Er ya da Geç Bütün Balonlar Patlıyor

Son konuşmacı Arş. Gör. Ali Kürşat Sak sözlerine piyasanın aslında masum bir şey olduğunu söyleyerek başladı. Kendisinin sorunu tekelleşmede ve aşırı piyasalaşmada gördüğünü belirtti ve burada da çözüm olarak devleti işaret etti. Devletin piyasada sadece bir düzenleyici (regülatör) olarak yer almaması gerektiğini aynı zamanda piyasanın kendisinde de yer alması gerektiğini söyledi. Böyle söylendiğinde akla İskandinav ülkelerinin gelebileceğini ama tamamen onu kastetmediğini belirtti. Şu an böyle bir kurumun, devletin olmadığını söyleyen Arş. Gör. Sak, üzerinde konuşulup, düşünülüp birden fazla mekanizma tasarlanabileceğini anlattı. Aslında klasik olarak durduğu pozisyonun piyasayı kapitalizmden kurtarmak olduğunu, kapitalizm doğası gereği eşitsizliği arttırdığını söyledi.

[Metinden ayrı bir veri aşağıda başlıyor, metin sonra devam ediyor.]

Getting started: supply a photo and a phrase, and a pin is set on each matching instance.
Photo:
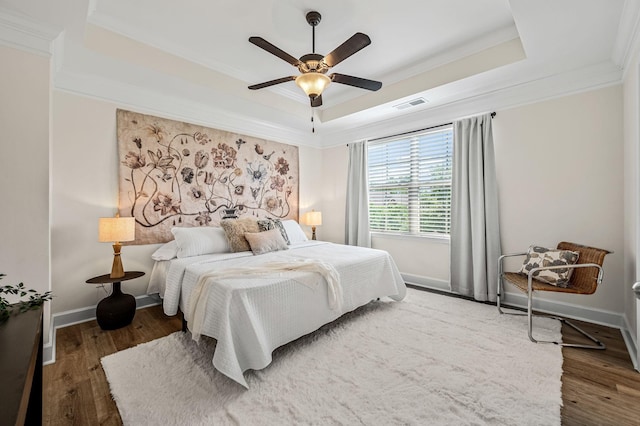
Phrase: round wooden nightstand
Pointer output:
(118, 309)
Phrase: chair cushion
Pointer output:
(540, 257)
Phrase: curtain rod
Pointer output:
(493, 114)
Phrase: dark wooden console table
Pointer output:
(21, 369)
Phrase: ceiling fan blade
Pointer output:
(264, 44)
(271, 83)
(357, 42)
(362, 83)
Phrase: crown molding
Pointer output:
(157, 103)
(483, 100)
(23, 33)
(628, 38)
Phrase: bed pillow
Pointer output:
(200, 240)
(294, 232)
(166, 251)
(540, 256)
(266, 241)
(268, 224)
(235, 230)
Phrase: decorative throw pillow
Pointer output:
(539, 257)
(235, 230)
(294, 232)
(266, 241)
(268, 224)
(199, 240)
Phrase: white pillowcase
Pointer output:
(266, 241)
(200, 240)
(294, 232)
(166, 251)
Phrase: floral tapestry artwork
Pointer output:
(180, 174)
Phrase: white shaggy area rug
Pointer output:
(428, 360)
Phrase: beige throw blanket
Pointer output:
(197, 306)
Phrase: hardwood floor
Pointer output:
(598, 387)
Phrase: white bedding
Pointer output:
(255, 314)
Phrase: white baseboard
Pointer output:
(76, 316)
(568, 310)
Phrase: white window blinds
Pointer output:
(410, 183)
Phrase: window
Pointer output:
(410, 183)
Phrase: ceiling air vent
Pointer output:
(411, 103)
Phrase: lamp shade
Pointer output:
(313, 83)
(312, 218)
(116, 229)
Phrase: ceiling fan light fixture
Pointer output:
(313, 83)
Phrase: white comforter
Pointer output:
(255, 314)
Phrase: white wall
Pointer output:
(560, 177)
(24, 170)
(631, 91)
(85, 187)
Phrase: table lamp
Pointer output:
(312, 219)
(116, 230)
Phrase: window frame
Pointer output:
(419, 170)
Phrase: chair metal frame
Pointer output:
(598, 344)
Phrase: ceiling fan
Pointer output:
(313, 66)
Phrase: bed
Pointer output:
(251, 307)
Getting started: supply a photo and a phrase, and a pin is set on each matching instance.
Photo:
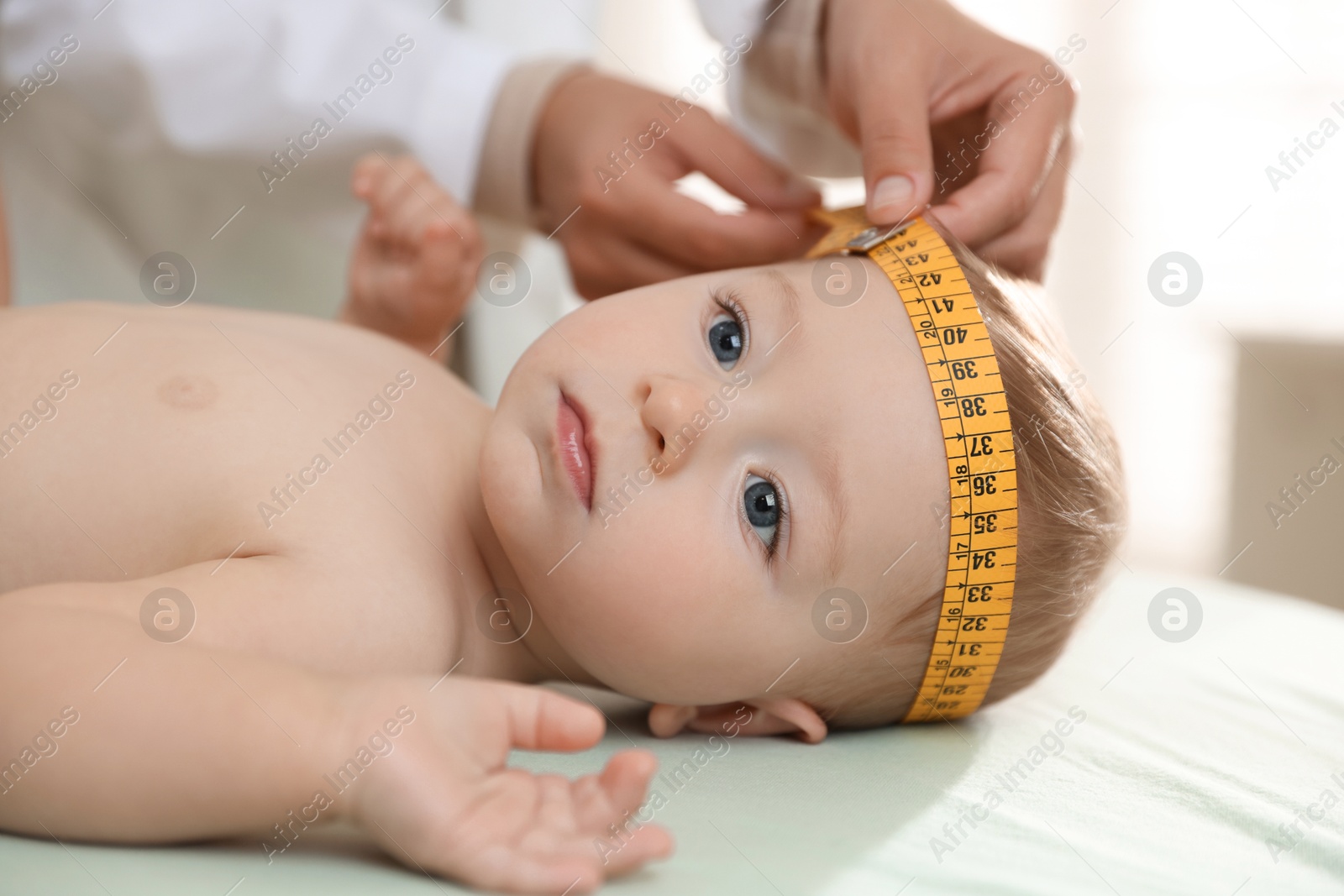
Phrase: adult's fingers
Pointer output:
(893, 109)
(692, 234)
(1015, 164)
(730, 161)
(604, 262)
(1023, 250)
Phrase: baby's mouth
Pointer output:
(571, 443)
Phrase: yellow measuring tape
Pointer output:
(981, 463)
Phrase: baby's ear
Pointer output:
(765, 716)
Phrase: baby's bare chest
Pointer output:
(221, 434)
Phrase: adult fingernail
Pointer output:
(891, 196)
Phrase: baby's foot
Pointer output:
(414, 262)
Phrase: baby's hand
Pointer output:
(445, 802)
(414, 264)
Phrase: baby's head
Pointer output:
(680, 473)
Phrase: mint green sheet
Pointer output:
(1189, 758)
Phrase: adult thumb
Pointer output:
(897, 149)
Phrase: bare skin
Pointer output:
(416, 258)
(336, 508)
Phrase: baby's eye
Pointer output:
(726, 340)
(761, 503)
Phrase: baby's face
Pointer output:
(676, 479)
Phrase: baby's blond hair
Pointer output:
(1070, 520)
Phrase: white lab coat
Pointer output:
(192, 127)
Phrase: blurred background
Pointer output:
(1221, 402)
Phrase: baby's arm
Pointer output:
(186, 741)
(414, 264)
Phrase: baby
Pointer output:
(260, 571)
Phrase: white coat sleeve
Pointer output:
(253, 78)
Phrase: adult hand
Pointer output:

Krizler hususunda da tam olarak tanımlamasının yapılamadığını ama Atilla Yeşilada’nın “Krizler bir orman yangını gibidir.” benzetmesinin yerinde olduğunu belirtti. Her önümüze gelen durgunluğa kriz denilemeyeceğini, kriz olarak adlandırılabilmesi için orman yangını gibi geniş tahribat bırakması ve sistemin kendine gelebilmesi için süreye ihtiyaç duyması gerekeceğini ifade etti.  Krizlerin borçlardan ortaya çıktığını çünkü insanların borçlarının gelirlerinden daha hızlı büyüdüğünü söyleyen Sak, bu durumun aynı zamanda aşırı borç birikmesine yol açtığını, bu aşırı borç birikimlerinin de krizlere neden olduğunu söyledi. Krizin önceden tahmin edilip edilemeyeceği üzerine açıklamalarda bulundu. Bunun tahmin edilmesinin zor olduğunu ama yaklaşık tahminlerde bulunulabileceğini belirtip çeşitli örnekler verdi.

Sözlerini şöyle sonlandırdı: “Sonuç olarak şu üç şeyin bilinmesini istiyorum: Yoksulluk, açgözlü finansçıların fakirleri sömürmesinin bir sonucu değildir. Tam tersine sağlıklı işlemeyen bir finansal sistemin sonucudur. İkinci olarak evet, dünyada gelir dağılımı bozukluğu var ve buna finansal kapitalizmin etkisi yadsınamaz gerçekten ama bugün günümüzde bir şey öne çıkıyor: Finansal Okuryazarlık. İnanılmaz önemli. Bilmenin maliyeti çok düşük, ödülü çok fazla. Ama bilmemenin cezası ise çok sert. Ve finansal piyasalar her geçen gün daha da karmaşıklaştığı için büyüklüğünü öngörmek ya da zamanlamasını öngörmek iktisatçılar için çok zor. Son olarak şunu söyleyeyim er ya da geç bütün balonlar patlıyor.